Harts debut, Beth Hart and the Ocean of Souls, was released back in 1993, but it wasn’t until her ‘99 LA Song (Out of This Town) that she found her breakthrough. A song that charts a dark and distressing time in Hart’s life, it’s remained a fixture in her set over the years, yet its power has not diminished for her audiences, or for Hart herself.

“I never have to tap into a song. I think it’s because when I write this stuff, I’m so emotional at the time,” she explains. “I can’t write when I’m light-hearted or in some middle-ground where things are just drifting along. I don’t like when I’m in that place. But if I’m really emotional, I need to get something out – and it could be being emotional over something that’s joyous or funny, or something that’s more of a struggle. And when I do that, it gets cemented into my memory, and forges some connection straight to my heart. LA Song, when I play it live it’s like I just wrote it. It’s like when you’re a kid and you go through traumatic events, even though you get through them, those ghosts never go away. They’re still set in your heart, and it’s hard to let go. Now I’m starting to think it isn’t even about letting go. It’s more about making friends with it, with having compassion and finding the lesson in it. The strength you’ll get from going through it.”

There are ghosts that can never be exorcised, whose presence in our lives is the shade we can never quite escape. As Hart suggests, learning to live with these memories can be one of the most difficult and despairing tasks a person can find themselves faced with, though the understanding that comes with survival is profound. For Hart, the dangers were never just emotional, but a real mortal threat.

“Drug addiction wasn’t just affecting my music. It was destroying my body, my soul,” she confesses. “It was ripping apart my relationships. I was around 12 when I started. I was what you’d call ‘periodic.’ I’d go months without touching anything, and then I’d go on a bender for three or four days. Which is seriously dangerous, but it seemed to be working for me at the time. I seemed to be able to keep going, get my career happening, find a manager, putting bands together, writing music, all that stuff. But then, when I was around 26, on my second record I had a hit. And when that happened, it made my bipolar go out of control, because I’d never felt such overwhelming anxiety and panic, and I wasn’t right. I started drinking every day. And then I was taking pills.
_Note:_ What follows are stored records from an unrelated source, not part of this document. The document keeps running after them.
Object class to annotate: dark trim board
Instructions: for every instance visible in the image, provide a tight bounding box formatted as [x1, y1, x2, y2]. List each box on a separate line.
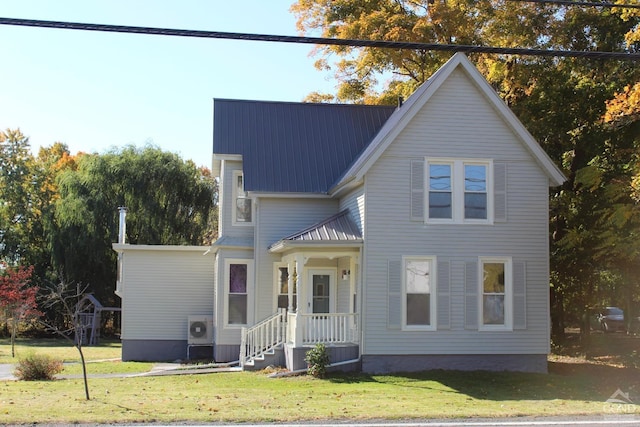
[122, 339, 191, 362]
[361, 354, 548, 374]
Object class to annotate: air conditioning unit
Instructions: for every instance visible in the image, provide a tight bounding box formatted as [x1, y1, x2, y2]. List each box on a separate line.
[187, 315, 213, 345]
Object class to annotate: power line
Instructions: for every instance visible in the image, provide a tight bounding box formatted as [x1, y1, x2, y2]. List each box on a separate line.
[0, 17, 638, 61]
[510, 0, 640, 8]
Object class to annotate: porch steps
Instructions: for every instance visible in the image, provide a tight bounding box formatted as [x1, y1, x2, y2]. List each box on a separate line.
[240, 309, 287, 370]
[242, 345, 285, 371]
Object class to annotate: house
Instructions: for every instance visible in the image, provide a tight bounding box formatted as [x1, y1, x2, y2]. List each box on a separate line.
[113, 53, 566, 373]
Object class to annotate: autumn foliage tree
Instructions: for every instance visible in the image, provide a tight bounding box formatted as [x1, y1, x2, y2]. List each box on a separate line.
[0, 265, 40, 357]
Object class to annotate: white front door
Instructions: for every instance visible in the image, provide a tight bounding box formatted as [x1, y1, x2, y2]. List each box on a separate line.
[308, 269, 336, 313]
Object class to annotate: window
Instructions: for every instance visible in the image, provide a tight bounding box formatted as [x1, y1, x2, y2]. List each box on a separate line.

“Life is so much better now, but I still have my struggles,” she continues. “Back then, I was skin and bone, my hair was falling out. I was so far gone I wasn’t making good decisions. But one of the most beautiful things that happened – and this is why I disclose my drug addiction and my bipolar – is though it’s not a good thing to experience, I found the gratitude in it. And the gratitude was that I had to reach out for help and want, more than anything, to change my life. So I’m really grateful for everything I’ve been through. For those times I’ve survived. I get to be alive today. I’m 43 years old, and it was stacked against me that I’d ever make it past 30. Here I am, and I’m so thankful for that.”